Bisognerebbe infatti agire individualmente prima per arrivare preparati a questi fenomeni, dotandoci di una responsabilità diffusa, che includa sia le istituzioni sia i semplici cittadini. Invece noi, scarsamente organizzati prima, siamo bravi ad agire poi: la nostra Protezione Civile per esempio è straordinaria, si prodiga in utilissimi salvataggi, ma non dobbiamo agire solo poi a livello istituzionale ma ancora di più individualmente prima.

In che modo?

Riducendo i rischi, sfollando qualora se ne abbia la possibilità, non infilarci in sottopassaggi come una famiglia che nell’alluvione delle Marche nello scorso anno è morta per andare a recuperare la macchina in garage. In quell’occasione di morti ce ne furono 13, esattamente quanti ne contiamo finora in questa seconda alluvione in Emilia-Romagna, e devo dire che, data la sua così maggiore entità, il numero dei morti in proporzione avrebbe dovuto essere 20 volte maggiore, quindi siamo riusciti a limitare di molto i danni da un punto di vista di perdita di vite umane, segno che lo stato di allerta ha dato i suoi risultati. I morti in questo caso potevano essere di più, è vero, ma ovviamente l’obiettivo sarebbe quello di non contarne nessuno e di dedicarsi solo al contenimento dei danni materiali.

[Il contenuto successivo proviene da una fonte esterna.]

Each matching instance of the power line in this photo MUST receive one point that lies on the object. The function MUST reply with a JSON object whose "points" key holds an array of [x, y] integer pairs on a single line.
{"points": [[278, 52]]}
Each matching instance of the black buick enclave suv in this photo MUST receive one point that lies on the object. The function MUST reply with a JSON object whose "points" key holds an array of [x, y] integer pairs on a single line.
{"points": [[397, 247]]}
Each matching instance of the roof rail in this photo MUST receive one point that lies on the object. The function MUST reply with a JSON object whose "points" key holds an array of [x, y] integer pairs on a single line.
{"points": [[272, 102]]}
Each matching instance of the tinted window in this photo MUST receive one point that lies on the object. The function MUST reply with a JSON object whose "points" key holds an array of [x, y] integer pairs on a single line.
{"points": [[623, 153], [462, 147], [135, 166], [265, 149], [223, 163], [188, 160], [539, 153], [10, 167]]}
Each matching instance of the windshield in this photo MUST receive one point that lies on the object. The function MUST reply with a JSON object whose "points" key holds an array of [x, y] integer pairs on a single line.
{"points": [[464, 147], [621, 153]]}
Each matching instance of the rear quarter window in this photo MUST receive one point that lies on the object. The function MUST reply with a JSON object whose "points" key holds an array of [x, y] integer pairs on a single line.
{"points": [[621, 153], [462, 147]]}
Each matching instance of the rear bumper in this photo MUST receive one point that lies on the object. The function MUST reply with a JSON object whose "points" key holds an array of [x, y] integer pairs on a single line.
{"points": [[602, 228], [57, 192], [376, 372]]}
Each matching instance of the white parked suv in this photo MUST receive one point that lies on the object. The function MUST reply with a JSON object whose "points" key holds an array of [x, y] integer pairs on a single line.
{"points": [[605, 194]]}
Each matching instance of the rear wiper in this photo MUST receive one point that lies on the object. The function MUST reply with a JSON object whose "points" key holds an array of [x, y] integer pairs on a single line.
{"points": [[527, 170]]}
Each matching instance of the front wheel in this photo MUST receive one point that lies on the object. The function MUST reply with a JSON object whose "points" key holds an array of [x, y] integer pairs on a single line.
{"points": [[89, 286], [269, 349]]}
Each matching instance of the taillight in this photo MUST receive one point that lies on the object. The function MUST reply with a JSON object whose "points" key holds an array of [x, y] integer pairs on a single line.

A proposito di danni materiali, cosa si può fare individualmente? Beh, qualora si vogliano proteggere i propri averi, è buona cosa portarli in anticipo ai piani alti ma bisogna farlo per tempo, di fronte alle prime avvisaglie di calamità, e non quando queste si verificano. Bisogna premunirsi perché i fenomeni metereologici possono essere previsti in generale, con approssimazione, ma non sappiamo certo l’ora esatta in cui si verificheranno. Bisogna stare quindi tutti in allerta e non addossarne la responsabilità solo al meteorologo, che finisce puntualmente in croce qualora poi non si verifichi il possibile evento indicato come possibile. Stare tutti in allerta e responsabilizzarsi, a partire dall’avere sempre pronto uno zainetto con i beni di prima necessità, come quello di cui si dotano gli americani per fronteggiare gli uragani. Ma quanti italiani ce l’hanno? Beh, io per esempio sì.